Chorégraphe star particulièrement actif, Angelin Preljocaj dévoile à La Villette (Chaillot hors les murs) sa dernière création : Requiem(s). Ici, il s’intéresse à la douleur de la perte de l’être aimé sur des rythmes allant du « classique » (de Mozart à Ligeti), au métal de System of Down, en passant par ceux de Messiaen, 79D, Hildur Guónadottir et des chants médiévaux. En résulte paradoxalement un spectacle plein de vie, mais un peu trop dense. Comme dans Mythologies ( 2022), les tableaux s’enchaînent les uns après les autres, s’en qu’on puisse réellement s’en imprégner et en jouir pleinement. Reste en tête des images fascinantes, d’une beauté inouïe, magnifiées par la lumière incroyable d’Eric Soyer, mais l’émotion ? Parfois, elle nous échappe.

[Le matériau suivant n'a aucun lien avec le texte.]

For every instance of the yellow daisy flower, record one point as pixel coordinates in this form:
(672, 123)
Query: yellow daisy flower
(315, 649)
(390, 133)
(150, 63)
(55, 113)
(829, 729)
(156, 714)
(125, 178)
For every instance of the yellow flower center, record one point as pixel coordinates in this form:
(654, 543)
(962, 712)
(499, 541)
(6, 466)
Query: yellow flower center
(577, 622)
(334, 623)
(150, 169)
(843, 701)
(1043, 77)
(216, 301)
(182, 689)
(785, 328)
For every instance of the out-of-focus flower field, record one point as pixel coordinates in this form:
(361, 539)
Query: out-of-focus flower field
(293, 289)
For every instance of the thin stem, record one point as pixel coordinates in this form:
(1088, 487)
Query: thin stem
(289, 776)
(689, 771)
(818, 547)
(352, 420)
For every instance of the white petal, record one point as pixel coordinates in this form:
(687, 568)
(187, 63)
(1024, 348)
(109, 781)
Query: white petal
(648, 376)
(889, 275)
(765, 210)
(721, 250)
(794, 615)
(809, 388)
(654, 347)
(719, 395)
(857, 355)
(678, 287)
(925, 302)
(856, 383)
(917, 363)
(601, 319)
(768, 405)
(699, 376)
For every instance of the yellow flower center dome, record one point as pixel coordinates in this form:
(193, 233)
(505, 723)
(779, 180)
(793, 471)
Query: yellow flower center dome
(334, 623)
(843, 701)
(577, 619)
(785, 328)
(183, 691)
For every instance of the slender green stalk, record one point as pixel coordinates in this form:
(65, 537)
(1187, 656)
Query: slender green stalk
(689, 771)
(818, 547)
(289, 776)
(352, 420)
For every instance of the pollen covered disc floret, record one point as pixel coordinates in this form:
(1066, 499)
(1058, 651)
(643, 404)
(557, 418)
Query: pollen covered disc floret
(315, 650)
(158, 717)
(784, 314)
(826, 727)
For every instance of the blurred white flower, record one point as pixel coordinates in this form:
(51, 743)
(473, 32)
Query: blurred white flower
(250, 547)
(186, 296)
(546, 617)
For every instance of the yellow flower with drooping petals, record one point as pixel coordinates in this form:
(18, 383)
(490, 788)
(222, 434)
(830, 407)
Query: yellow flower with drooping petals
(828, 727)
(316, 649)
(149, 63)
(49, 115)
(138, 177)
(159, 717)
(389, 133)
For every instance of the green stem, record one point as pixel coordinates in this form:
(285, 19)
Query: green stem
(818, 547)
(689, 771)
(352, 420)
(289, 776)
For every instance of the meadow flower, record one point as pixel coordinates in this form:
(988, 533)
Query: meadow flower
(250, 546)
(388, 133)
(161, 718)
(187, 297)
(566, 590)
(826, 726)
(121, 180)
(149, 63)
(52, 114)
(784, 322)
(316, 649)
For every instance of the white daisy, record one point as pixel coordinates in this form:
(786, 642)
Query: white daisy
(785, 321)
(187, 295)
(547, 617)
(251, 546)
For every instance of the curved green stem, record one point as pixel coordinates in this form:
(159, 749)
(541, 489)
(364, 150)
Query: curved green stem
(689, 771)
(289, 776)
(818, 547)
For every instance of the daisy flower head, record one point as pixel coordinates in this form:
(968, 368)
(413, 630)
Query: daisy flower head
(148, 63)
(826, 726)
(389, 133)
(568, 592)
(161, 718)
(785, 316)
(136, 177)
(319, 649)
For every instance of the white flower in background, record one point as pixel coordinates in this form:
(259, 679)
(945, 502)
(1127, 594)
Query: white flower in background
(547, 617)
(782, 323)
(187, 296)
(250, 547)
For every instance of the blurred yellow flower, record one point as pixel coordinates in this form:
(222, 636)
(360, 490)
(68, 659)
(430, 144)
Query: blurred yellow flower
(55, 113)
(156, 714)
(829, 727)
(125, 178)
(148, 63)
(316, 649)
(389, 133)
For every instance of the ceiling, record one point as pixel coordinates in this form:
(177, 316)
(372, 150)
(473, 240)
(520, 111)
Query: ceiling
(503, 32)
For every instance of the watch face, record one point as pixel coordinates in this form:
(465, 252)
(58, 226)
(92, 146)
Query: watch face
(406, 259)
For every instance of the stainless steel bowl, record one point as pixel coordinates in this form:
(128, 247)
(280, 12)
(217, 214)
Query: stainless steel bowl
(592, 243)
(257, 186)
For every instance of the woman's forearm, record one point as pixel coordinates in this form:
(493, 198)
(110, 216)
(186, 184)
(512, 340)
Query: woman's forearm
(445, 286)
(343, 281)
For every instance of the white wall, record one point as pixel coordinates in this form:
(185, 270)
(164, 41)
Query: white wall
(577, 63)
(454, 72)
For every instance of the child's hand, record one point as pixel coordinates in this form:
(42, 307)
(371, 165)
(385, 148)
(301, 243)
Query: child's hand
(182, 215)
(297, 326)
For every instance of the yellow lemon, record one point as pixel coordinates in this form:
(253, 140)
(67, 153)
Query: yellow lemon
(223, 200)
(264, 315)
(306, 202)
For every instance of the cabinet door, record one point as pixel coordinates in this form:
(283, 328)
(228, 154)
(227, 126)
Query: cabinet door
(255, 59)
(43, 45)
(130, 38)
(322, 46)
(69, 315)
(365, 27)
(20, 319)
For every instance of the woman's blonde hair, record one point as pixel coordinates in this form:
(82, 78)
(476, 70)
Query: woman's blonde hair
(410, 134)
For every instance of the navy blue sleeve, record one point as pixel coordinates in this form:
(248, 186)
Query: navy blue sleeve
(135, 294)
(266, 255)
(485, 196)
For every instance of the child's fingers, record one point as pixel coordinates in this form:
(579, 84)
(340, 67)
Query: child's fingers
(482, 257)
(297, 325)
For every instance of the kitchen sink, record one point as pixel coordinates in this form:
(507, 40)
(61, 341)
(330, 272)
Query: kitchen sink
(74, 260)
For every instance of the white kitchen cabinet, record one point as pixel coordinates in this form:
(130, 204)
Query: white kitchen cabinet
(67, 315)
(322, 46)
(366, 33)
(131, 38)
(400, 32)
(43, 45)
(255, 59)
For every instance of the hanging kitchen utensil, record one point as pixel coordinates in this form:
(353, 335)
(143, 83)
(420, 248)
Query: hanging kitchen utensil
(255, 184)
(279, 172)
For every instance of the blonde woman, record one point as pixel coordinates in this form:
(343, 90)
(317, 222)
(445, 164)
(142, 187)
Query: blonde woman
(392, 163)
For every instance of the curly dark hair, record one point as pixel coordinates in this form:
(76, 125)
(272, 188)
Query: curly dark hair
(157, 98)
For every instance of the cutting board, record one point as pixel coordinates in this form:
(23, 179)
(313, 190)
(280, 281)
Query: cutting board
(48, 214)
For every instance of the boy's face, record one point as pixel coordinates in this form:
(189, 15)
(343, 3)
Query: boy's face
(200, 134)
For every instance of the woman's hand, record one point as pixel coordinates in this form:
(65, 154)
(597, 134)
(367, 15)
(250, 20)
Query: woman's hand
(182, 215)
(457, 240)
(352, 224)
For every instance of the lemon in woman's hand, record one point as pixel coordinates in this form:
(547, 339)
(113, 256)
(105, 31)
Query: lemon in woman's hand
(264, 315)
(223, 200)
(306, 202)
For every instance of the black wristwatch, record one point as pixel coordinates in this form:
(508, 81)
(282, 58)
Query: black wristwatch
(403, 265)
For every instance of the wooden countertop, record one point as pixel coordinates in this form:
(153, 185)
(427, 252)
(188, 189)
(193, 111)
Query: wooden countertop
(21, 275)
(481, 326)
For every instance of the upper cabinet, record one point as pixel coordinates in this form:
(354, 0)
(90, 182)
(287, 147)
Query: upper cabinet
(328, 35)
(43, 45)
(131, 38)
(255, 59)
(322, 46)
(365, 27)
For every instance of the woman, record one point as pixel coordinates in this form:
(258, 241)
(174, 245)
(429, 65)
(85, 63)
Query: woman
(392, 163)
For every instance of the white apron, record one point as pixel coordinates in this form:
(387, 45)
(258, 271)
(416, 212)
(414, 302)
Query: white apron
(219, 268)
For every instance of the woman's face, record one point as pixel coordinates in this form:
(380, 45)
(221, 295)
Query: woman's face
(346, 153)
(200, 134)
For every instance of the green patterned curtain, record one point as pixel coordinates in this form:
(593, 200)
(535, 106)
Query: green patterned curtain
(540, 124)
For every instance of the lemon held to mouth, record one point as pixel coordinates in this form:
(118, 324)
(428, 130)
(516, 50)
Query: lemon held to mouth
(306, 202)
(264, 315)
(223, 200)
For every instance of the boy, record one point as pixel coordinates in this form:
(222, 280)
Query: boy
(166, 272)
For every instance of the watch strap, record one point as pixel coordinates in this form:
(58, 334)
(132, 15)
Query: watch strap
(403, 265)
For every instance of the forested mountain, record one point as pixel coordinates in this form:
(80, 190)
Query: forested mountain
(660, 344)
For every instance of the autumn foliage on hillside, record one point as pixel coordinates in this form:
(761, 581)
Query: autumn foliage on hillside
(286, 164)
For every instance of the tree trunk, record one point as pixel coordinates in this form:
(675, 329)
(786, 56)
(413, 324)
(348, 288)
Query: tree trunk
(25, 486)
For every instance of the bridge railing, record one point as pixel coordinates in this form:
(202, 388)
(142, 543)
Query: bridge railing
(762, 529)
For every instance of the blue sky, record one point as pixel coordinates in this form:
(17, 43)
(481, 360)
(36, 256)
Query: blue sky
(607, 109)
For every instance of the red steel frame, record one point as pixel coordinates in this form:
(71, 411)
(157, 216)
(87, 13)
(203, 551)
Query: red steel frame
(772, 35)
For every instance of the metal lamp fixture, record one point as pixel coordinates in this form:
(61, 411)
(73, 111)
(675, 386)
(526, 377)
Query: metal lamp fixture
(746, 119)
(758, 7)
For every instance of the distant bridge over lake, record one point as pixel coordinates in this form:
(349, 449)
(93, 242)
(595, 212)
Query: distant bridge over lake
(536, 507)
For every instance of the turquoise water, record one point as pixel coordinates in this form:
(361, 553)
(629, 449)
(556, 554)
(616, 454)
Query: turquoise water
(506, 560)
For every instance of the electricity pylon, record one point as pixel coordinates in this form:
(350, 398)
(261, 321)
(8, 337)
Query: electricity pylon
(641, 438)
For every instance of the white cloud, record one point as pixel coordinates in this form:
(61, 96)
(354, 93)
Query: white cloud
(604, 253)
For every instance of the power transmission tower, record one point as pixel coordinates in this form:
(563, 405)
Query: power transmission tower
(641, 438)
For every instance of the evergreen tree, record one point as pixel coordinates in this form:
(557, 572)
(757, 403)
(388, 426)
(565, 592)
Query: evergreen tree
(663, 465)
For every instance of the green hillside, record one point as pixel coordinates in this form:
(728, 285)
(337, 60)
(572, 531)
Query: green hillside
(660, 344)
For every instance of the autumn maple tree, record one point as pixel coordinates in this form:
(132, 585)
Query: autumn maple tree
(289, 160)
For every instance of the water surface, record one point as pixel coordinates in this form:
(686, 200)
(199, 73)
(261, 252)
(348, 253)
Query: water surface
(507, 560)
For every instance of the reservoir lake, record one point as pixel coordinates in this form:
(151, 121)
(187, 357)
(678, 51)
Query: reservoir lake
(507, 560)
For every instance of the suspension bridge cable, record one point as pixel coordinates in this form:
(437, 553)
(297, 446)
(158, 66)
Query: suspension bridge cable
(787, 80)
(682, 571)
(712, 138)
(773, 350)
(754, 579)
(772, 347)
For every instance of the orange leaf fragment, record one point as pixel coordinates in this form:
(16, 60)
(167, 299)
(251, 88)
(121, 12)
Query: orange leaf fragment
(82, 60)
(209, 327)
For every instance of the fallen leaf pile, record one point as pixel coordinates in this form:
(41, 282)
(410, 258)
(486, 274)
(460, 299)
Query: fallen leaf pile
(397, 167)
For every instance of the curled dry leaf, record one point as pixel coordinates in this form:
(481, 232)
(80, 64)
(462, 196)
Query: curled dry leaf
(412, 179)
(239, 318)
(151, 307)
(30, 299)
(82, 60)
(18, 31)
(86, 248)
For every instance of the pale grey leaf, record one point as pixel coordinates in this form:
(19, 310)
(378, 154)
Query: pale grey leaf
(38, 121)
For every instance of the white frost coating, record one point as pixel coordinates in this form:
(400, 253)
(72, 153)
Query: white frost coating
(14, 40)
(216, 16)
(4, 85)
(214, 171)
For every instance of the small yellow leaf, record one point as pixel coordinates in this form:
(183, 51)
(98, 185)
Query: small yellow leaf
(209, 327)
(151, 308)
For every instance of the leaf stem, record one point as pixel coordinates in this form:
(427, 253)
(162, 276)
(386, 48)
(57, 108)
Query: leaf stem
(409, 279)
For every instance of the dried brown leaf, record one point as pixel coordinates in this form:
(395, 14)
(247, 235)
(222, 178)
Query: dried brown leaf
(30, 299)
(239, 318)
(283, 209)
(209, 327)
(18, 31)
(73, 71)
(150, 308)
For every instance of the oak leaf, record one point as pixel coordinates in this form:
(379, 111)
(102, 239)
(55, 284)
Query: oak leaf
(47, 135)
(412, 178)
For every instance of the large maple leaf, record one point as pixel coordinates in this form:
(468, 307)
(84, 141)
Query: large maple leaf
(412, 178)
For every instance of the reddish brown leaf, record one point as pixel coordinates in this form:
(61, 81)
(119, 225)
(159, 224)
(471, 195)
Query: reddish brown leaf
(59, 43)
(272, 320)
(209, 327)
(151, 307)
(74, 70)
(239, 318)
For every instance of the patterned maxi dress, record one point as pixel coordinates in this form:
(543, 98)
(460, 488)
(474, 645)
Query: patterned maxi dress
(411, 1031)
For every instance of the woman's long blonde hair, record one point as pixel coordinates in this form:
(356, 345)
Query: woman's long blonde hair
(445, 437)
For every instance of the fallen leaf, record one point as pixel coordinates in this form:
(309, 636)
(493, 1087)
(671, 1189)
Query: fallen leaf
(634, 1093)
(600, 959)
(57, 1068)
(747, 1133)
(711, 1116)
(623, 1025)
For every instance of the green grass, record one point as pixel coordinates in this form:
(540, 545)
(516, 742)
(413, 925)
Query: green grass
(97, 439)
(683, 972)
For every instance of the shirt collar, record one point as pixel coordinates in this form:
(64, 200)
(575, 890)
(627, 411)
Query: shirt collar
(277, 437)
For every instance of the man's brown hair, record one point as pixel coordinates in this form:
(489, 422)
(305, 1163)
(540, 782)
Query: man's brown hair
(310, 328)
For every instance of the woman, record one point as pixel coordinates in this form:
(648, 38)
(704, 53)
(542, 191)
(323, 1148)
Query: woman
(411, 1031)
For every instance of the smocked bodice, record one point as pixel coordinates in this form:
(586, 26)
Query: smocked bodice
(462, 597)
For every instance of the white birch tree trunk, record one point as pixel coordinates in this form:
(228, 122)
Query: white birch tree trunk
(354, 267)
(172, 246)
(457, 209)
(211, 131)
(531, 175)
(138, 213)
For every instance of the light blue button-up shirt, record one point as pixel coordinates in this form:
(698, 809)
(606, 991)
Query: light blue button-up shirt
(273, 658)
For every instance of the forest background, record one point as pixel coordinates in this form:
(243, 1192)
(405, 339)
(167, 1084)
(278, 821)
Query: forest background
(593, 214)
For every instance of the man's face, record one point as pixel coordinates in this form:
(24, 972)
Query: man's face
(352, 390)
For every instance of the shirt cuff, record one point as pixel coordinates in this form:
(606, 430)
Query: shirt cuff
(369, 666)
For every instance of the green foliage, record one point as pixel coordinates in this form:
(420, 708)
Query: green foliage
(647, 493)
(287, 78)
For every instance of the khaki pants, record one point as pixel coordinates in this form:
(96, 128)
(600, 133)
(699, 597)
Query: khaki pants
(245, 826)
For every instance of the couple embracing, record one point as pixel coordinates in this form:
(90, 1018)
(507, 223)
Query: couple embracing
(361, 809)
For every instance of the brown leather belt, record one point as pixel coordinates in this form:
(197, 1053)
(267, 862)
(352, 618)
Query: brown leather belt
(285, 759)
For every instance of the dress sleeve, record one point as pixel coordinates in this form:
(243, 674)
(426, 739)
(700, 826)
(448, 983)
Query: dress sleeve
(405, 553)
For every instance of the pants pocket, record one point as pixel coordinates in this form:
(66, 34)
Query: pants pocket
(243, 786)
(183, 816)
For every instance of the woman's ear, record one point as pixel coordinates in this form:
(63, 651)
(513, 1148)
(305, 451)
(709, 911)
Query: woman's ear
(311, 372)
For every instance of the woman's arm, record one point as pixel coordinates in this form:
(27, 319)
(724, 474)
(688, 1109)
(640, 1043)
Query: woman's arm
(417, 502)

Œuvre somme, Requiem(s) est en quelque sorte un kaléidoscope du savoir-faire certain d’Angelin Preljocaj. Sa patte est souvent reconnaissable, mais il sait aussi s’en détacher. Le temps d’un chapitre bouleversant sur la Shoah, il donne la parole à Gilles Deleuze sur laquelle les dix-neuf danseurs et danseuses s’exécutent comme toujours avec virtuosité. Ainsi, il ose et parvient à chorégraphier avec poigne et flamboyance un texte loin d’être récréatif : « comment ils ont pu faire ça » ! Évoquant souvent l’expressionnisme allemand, ses nombreux Requiem(s) hypnotisent davantage qu’ils émeuvent, mais peut-être faudrait-il revoir la pièce une seconde fois pour en saisir toutes les nuances !

Requiem(s) d’Angelin Preljocaj à la Grande Halle de La Villette en coréalisation avec Chaillot, Théâtre National de la Danse, Paris, du 23 au 6 juin 2024, puis en tournée dans toute la France.